Presented by The Work Room
Three dance films are being screened tonight at the CCA, commissioned by Horsecross Arts in Perth, all of which focus on three individual artists’ responses to the work of dance pioneer Margaret Morris (1891-1980) whose forward-thinking practice incorporated health, breathing techniques, nutrition and exercise, as well as movement-based choreography.
What is interesting about the three films shown are the disparate energies the film makers bring to each individual film.
Fresh Fresh Air by Su Grierson (2016)
Su Grierson places an emphasis on landscapes- in a literal location, as well as the complex landscapes of the body. Dancer Brigid McCarthy moves in close up, and in split screen in saturated colour; the emphasis is on her body in response to the environment, and the dancer’s many selves. At times both figure and beach are almost indivisible- this is body as well-honed machine. At times, elegiac, at times soft, this is dance framed like visual poetry.
signs of direction by Brian Hartley (2016)
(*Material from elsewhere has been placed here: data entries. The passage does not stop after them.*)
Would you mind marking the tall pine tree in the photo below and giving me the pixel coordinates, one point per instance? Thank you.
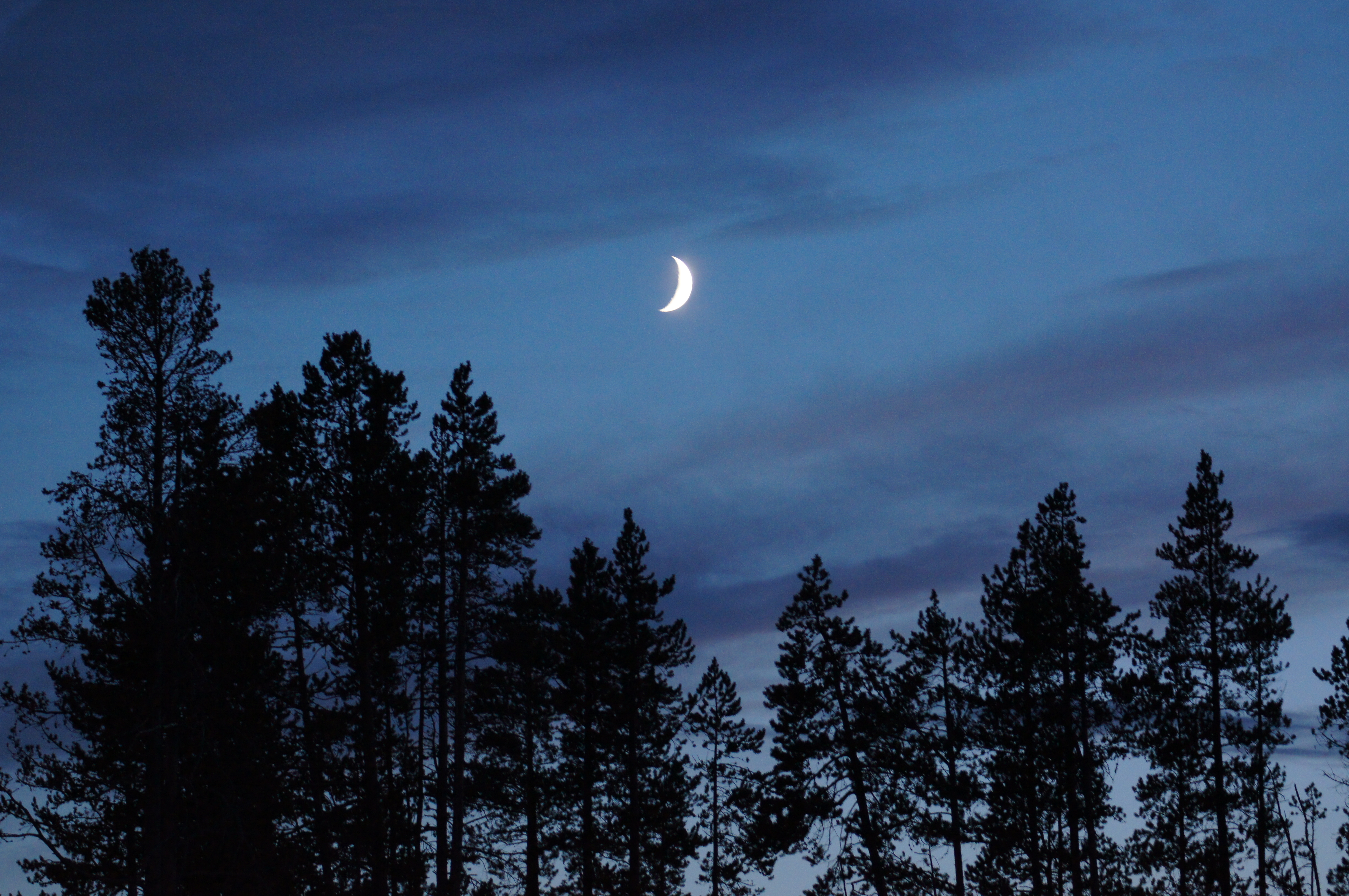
(477, 532)
(153, 758)
(1213, 664)
(942, 656)
(653, 770)
(517, 744)
(729, 790)
(370, 493)
(1051, 643)
(825, 741)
Brian Hartley‘s film of Solene Weinachter’s solo routine on the beach (pictured above) traces the sharp modernist outlines and shapes of her instinctive choreography, bringing a zingy sensibility to the piece. It’s like jazz, ever shifting, ever blurring boundaries in its capricious, kinetic zeal. Hartley’s painterly colourful loops, flashes and curves are reminiscent of Kandinsky, emulated by the soundtrack which weaves jazz inflected soundscapes with post-rock.
We Record Ourselves by Katrina McPherson (2016)
In some ways, Katrina McPherson‘s film is the most like a documentary, charting as it does our very modern need to document all that we do, albeit through the prism of Margaret Morris. But it’s much more complex, not so easy to categorise. Using jump-cuts, the choreographic process in the studio, and the archiving of material (including photographs) McPherson ruminates on the past inside the present.